Section 1936 of the Social Security Act obligates the Centers for Medicare & Medicaid Services (CMS) to procure contractors to audit Medicaid claims and identify overpayments. To fulfill this statutory requirement, CMS has procured Audit Medicaid Integrity Contractors (Audit MICs) to conduct provider audits throughout the country. 
 
 

Payment Error Rate Measurement (PERM) 

The Improper Payments Information Act (IPIA) of 2002 (amended in 2010 by the Improper Payments Elimination and Recovery Act or IPERA) requires the heads of Federal agencies to annually review programs they administer and identify those that may be susceptible to significant improper payments, to estimate the amount of improper payments, to submit those estimates to Congress, and to submit a report on actions the agency is taking to reduce the improper payments. The Office of Management and Budget (OMB) has identified Medicaid and the Children's Health Insurance Program (CHIP) as programs at risk for significant improper payments.

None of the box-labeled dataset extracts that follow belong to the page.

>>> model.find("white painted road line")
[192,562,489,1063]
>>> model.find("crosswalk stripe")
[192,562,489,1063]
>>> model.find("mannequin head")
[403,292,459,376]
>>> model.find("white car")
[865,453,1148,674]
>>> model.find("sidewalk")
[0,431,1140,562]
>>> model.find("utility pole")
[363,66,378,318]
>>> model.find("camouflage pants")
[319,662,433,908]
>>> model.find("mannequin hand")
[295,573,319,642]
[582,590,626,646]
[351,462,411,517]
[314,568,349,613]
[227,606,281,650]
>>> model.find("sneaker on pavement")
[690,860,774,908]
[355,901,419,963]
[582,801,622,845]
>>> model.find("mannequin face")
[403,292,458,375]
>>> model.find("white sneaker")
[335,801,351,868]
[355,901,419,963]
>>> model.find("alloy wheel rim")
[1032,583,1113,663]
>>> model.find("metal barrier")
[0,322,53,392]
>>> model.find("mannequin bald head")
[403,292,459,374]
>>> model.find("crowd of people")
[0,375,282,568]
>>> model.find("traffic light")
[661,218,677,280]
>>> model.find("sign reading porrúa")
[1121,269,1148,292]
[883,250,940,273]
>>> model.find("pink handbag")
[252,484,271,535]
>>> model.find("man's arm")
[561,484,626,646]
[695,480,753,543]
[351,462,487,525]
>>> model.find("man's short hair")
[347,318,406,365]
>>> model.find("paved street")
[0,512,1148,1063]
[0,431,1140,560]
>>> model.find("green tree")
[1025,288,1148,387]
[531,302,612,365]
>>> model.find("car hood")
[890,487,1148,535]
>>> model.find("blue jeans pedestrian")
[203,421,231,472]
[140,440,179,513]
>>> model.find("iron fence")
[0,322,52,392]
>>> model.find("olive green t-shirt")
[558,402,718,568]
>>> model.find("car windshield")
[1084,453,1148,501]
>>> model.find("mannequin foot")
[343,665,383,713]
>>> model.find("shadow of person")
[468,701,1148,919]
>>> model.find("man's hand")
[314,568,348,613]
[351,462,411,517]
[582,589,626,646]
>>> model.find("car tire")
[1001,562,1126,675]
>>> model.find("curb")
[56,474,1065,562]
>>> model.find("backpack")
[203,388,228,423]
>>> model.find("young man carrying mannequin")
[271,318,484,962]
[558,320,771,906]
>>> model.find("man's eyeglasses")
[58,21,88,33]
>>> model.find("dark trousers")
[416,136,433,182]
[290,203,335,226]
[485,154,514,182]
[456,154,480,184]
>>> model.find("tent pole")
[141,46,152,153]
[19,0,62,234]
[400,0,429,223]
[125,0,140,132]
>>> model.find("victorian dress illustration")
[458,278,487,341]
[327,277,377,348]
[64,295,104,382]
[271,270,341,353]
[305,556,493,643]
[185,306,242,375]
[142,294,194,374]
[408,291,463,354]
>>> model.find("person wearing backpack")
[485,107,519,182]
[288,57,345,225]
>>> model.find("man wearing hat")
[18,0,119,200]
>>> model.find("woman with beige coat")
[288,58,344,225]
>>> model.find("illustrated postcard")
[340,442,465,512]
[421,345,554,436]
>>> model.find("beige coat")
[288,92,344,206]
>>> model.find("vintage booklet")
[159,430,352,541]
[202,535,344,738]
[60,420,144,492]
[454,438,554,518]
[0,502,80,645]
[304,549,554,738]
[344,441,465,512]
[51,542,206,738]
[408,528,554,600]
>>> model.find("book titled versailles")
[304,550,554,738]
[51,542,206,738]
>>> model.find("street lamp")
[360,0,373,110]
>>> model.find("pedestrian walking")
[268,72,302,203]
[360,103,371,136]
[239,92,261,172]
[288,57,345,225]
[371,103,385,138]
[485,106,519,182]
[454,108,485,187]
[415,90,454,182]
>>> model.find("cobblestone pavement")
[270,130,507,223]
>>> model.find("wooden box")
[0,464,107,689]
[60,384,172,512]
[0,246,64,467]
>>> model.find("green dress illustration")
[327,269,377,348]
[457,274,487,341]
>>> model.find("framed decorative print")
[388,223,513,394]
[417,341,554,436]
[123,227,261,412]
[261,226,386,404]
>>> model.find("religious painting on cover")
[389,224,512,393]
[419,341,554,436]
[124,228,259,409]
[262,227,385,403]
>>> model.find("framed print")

As a result, CMS developed the Payment Error Rate Measurement (PERM) program to comply with the IPIA and related guidance issued by OMB.
 
 The PERM program measures improper payments in Medicaid and CHIP and produces error rates for each program. The error rates are based on reviews of the fee-for-service (FFS), managed care, and eligibility components of Medicaid and CHIP in the fiscal year (FY) under review. It is important to note the error rate is not a “fraud rate” but simply a measurement of payments made that did not meet statutory, regulatory or administrative requirements. FY 2008 was the first year in which CMS reported error rates for each component of the PERM program.